The book has flaws, but Webb deserves credit for pursuing an important piece of recent history and forcing the CIA and the Justice Department to investigate the contra-drug connection. Alas, the Justice Department has been sitting on its report for months. The CIA released one volume that maintained the Agency was not connected to Blandon and Meneses. But the report confirmed there had been a symbiotic relationship between drug dealers and the contras and that the CIA had ignored that. A second volume - one with a broader view of the contra-drug mess - is now being suppressed by the Agency.
With this book, Webb advances his newspaper series and supplies more muck to make a decent citizen cringe. While exploring this covert territory, Webb took a few wrong turns. But he succeeded in pushing a sleazy piece of the CIA's past into public light. The gang at Langley is still resisting coming clean, and these unholy alliances remain in the dark.

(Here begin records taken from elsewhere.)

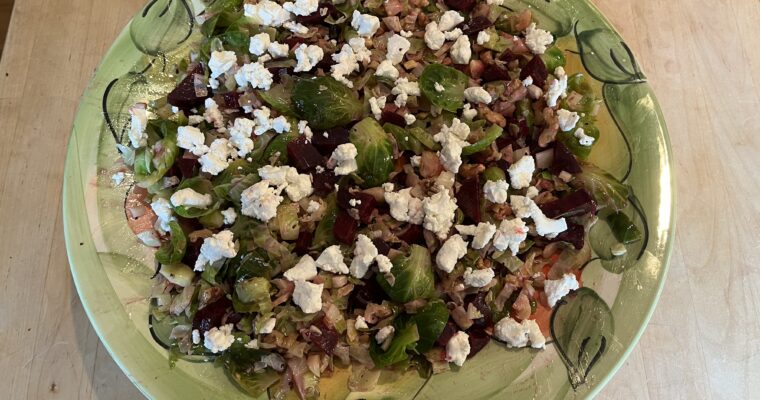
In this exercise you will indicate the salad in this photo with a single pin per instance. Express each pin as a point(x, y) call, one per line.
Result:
point(375, 185)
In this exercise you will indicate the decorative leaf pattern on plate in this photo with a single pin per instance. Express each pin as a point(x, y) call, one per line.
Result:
point(582, 327)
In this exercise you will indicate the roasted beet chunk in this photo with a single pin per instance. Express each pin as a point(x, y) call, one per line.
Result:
point(303, 155)
point(476, 25)
point(327, 142)
point(183, 96)
point(345, 228)
point(212, 315)
point(536, 69)
point(577, 203)
point(469, 198)
point(574, 235)
point(564, 160)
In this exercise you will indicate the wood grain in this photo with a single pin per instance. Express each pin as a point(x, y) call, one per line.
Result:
point(701, 58)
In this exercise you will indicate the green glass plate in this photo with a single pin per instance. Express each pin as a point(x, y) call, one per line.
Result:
point(593, 330)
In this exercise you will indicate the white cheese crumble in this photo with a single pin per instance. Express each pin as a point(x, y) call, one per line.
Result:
point(397, 48)
point(516, 334)
point(496, 191)
point(215, 248)
point(450, 252)
point(458, 348)
point(365, 24)
point(331, 260)
point(364, 255)
point(260, 201)
point(344, 157)
point(304, 270)
point(559, 288)
point(191, 138)
point(461, 52)
point(440, 210)
point(521, 172)
point(537, 39)
point(387, 70)
point(479, 277)
point(307, 57)
point(219, 339)
point(308, 296)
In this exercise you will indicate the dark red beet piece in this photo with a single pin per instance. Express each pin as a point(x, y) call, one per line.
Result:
point(448, 331)
point(476, 25)
point(577, 203)
point(469, 198)
point(575, 235)
point(392, 118)
point(326, 339)
point(183, 96)
point(493, 72)
point(211, 316)
point(303, 155)
point(323, 182)
point(345, 228)
point(564, 160)
point(460, 5)
point(536, 69)
point(335, 137)
point(478, 339)
point(303, 242)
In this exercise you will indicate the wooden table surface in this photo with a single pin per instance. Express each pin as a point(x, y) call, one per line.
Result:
point(701, 57)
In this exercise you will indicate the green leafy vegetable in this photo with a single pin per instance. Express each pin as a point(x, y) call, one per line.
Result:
point(414, 276)
point(325, 103)
point(172, 251)
point(453, 81)
point(375, 159)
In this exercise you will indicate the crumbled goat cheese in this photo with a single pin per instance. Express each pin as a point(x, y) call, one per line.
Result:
point(461, 52)
point(477, 95)
point(439, 213)
point(191, 138)
point(344, 158)
point(510, 235)
point(267, 13)
point(483, 37)
point(559, 288)
point(458, 348)
point(404, 207)
point(240, 136)
point(304, 270)
point(387, 70)
point(331, 260)
point(397, 48)
point(215, 248)
point(557, 88)
point(260, 201)
point(254, 74)
point(450, 252)
point(521, 172)
point(219, 339)
point(583, 138)
point(307, 57)
point(537, 39)
point(403, 89)
point(376, 105)
point(138, 123)
point(308, 296)
point(216, 159)
point(478, 277)
point(365, 24)
point(259, 43)
point(496, 191)
point(516, 334)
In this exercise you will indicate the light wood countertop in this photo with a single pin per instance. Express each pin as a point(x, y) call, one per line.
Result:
point(701, 57)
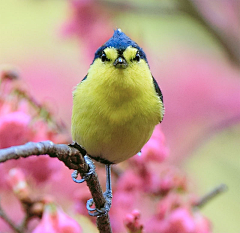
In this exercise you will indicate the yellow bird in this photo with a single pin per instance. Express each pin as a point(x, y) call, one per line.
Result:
point(117, 105)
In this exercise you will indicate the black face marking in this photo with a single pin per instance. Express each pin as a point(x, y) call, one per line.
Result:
point(104, 57)
point(137, 57)
point(120, 52)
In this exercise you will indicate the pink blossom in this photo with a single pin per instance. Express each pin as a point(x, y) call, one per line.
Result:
point(54, 220)
point(18, 183)
point(203, 225)
point(132, 223)
point(14, 129)
point(180, 221)
point(91, 22)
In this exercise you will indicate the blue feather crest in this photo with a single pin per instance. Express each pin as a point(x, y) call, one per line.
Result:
point(120, 41)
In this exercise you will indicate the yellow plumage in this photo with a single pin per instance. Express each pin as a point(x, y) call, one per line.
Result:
point(115, 110)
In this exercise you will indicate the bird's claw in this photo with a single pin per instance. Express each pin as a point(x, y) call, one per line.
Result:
point(95, 212)
point(87, 175)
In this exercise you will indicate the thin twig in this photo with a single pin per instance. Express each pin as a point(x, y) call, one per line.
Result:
point(212, 194)
point(73, 159)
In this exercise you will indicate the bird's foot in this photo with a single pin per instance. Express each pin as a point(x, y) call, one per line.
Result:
point(87, 175)
point(95, 212)
point(78, 147)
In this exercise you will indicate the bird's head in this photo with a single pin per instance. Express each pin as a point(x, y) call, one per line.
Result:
point(120, 52)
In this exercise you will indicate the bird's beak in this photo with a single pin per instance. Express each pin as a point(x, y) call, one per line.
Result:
point(121, 63)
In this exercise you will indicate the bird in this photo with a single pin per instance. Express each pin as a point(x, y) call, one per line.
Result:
point(117, 105)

He was the journalist who wrote a famous - or infamous - 1996 series for the San Jose Mercury News that maintained a CIA-supported drug ring based in Los Angeles had triggered the crack epidemic of the 1980s. On Friday, the 49-year-old Webb, who won a Pulitzer Prize for other work, apparently shot himself. His "Dark Alliances" articles spurred outrage and controversy. Leaders of the African-American community demanded investigations. Mainstream newspapers - including The New York Times, The Washington Post and The Los Angeles Times - questioned his findings. And nearly a year after the pieces appeared, the Mercury News published a criticism of the series; Webb was demoted and soon left the newspaper. Two years later, he published a book based on the series.
Webb's tale is a sad one. He was on to something but botched part of how he handled it. He then was blasted and ostracized. He was wrong on some important details but he was, in a way, closer to the truth than many of his establishment media critics who neglected the story of the real CIA-contra-cocaine connection. In 1998, a CIA inspector general's report acknowledged that the CIA had indeed worked with suspected drugrunners while supporting the contras. A Senator named John Kerry had investigated these links years earlier, and the media had mostly ignored his findings. After Webb published his articles, the media spent more time crushing Webb than pursuing the full story. It is only because of Webb's work - as flawed as it was - that the CIA IG inquiry happened. So, then, it is only because of Webb that US citizens have confirmation from the CIA that it partnered up with suspected drug traffickers in the just-say-no years and that the Reagan Administration, consumed with a desire to overthrow the Sandinistas in Nicaragua, allied itself with drug thugs.
As the news of Webb's death circulated across the Internet, some of his fans took the opportunity to demand that I issue a posthumous apology to him. Why? Because I had been critical of his series and book. But my criticism was different from that of the mainstream press. I maintained he had overstated the case and had not proven his more cinematic allegations. But I also credited him for forcing the issue and prodding the CIA to come clean. No one at the Times (New York or Los Angeles) or the Post managed to do that. And though there were problems with Webb's work, it is a pity that he was so brutally hounded.
His death is a dark end to a dark story.